Na capital brasileira, a defesa do ex-presidente Jair Bolsonaro encaminhou um novo pedido de prisão domiciliar ao Supremo Tribunal Federal (STF) nesta quarta-feira (31). O documento foi destinado ao ministro Alexandre de Moraes, que ficará responsável pela análise dos termos apresentados.
A solicitação advém de preocupações médicas, conforme descrito pelos advogados de Bolsonaro. A alegação principal é a deterioração potencial da saúde do ex-presidente se mantido em regime fechado. No texto do pedido, a defesa ressalta que a continuidade dessa situação hospitalar em um ambiente prisional representaria “risco concreto de agravamento súbito do estado de saúde” de Bolsonaro, o que contrariaria os princípios constitucionais como a dignidade da pessoa humana.

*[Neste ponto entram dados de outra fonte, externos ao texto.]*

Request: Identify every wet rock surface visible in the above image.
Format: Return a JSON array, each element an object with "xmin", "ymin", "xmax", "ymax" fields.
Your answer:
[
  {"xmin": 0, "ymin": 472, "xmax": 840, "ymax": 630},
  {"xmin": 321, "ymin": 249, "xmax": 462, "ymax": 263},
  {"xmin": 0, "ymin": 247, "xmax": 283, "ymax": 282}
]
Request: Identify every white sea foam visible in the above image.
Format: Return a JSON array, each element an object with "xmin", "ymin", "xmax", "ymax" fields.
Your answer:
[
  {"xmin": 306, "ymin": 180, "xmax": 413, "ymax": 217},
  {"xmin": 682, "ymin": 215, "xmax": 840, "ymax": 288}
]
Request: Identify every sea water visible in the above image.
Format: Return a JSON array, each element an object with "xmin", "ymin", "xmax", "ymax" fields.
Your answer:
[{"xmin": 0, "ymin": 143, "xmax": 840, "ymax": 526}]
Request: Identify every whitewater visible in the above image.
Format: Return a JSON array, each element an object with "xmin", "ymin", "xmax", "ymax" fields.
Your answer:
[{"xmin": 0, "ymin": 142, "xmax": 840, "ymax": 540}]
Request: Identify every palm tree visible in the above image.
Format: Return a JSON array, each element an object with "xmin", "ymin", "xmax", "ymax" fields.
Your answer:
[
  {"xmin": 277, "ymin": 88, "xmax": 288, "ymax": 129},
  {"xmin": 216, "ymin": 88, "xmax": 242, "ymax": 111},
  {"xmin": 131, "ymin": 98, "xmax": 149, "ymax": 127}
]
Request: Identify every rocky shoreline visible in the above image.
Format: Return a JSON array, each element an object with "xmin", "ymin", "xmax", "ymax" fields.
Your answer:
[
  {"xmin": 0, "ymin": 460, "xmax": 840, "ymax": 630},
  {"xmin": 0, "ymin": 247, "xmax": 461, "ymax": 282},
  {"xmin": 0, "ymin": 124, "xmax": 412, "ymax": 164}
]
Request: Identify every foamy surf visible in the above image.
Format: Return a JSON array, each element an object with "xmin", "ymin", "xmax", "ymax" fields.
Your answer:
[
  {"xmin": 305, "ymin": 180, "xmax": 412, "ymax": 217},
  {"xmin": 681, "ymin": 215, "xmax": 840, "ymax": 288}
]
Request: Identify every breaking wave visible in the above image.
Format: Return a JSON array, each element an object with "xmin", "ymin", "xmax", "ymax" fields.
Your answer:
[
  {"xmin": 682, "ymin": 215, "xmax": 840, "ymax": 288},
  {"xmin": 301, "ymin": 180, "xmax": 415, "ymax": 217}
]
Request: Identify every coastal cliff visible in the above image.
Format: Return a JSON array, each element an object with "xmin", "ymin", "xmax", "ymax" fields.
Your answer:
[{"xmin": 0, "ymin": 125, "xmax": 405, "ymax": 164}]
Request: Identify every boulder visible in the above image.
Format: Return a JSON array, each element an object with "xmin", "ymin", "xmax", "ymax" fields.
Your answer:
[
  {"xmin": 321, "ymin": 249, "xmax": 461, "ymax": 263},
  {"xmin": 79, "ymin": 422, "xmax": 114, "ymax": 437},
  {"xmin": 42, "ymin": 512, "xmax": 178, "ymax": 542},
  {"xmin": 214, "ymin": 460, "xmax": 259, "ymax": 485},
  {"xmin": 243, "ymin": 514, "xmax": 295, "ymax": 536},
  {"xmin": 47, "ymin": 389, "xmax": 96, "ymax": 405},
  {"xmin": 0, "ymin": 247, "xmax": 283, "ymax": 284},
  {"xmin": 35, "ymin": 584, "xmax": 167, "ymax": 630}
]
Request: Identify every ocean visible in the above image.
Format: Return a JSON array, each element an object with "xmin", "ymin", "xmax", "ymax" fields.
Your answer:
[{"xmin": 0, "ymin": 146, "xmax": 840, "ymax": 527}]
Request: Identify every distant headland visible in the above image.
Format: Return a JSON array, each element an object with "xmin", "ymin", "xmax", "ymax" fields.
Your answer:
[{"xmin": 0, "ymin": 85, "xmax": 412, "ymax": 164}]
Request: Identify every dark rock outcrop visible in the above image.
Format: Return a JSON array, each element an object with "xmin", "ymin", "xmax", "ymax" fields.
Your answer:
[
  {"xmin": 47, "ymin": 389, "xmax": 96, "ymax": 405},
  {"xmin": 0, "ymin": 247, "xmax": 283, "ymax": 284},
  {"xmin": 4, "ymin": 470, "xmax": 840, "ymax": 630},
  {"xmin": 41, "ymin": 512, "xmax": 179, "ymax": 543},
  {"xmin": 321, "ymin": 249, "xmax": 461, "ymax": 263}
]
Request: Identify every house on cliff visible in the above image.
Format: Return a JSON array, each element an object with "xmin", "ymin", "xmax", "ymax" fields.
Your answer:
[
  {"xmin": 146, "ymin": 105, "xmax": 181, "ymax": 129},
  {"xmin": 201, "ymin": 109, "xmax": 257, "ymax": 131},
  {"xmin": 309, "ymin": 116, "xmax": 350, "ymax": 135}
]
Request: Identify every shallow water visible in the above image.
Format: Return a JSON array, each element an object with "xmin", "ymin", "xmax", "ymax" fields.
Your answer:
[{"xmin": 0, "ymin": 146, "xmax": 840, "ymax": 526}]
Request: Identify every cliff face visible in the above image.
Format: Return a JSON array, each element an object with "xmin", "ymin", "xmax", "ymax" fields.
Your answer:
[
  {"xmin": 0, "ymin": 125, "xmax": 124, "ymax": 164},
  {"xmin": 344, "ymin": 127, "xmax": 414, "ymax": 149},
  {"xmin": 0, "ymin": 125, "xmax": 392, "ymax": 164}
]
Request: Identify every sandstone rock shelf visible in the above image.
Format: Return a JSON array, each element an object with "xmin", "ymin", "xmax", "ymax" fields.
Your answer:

Os representantes legais de Bolsonaro também comparam a situação a um precedente no caso de Fernando Collor de Mello, que recebeu concessão de prisão domiciliar diante de comorbidades significativas. Ressaltam a necessidade de tratamento médico contínuo, similarmente comprovada para Bolsonaro, incluindo comorbidades já documentadas que poderiam causar complicações graves como pneumonia, AVC, e outras condições imprevistas.
Os médicos de Bolsonaro, internado desde antes do Natal para tratamento de uma hérnia e crises de soluço persistentes, confirmaram que a previsão de alta é para o dia seguinte ao pedido, após o qual ele deveria voltar à Superintendência da Polícia Federal. Desde novembro, ele cumpre uma sentença de 27 anos e 3 meses por organizar um golpe de Estado.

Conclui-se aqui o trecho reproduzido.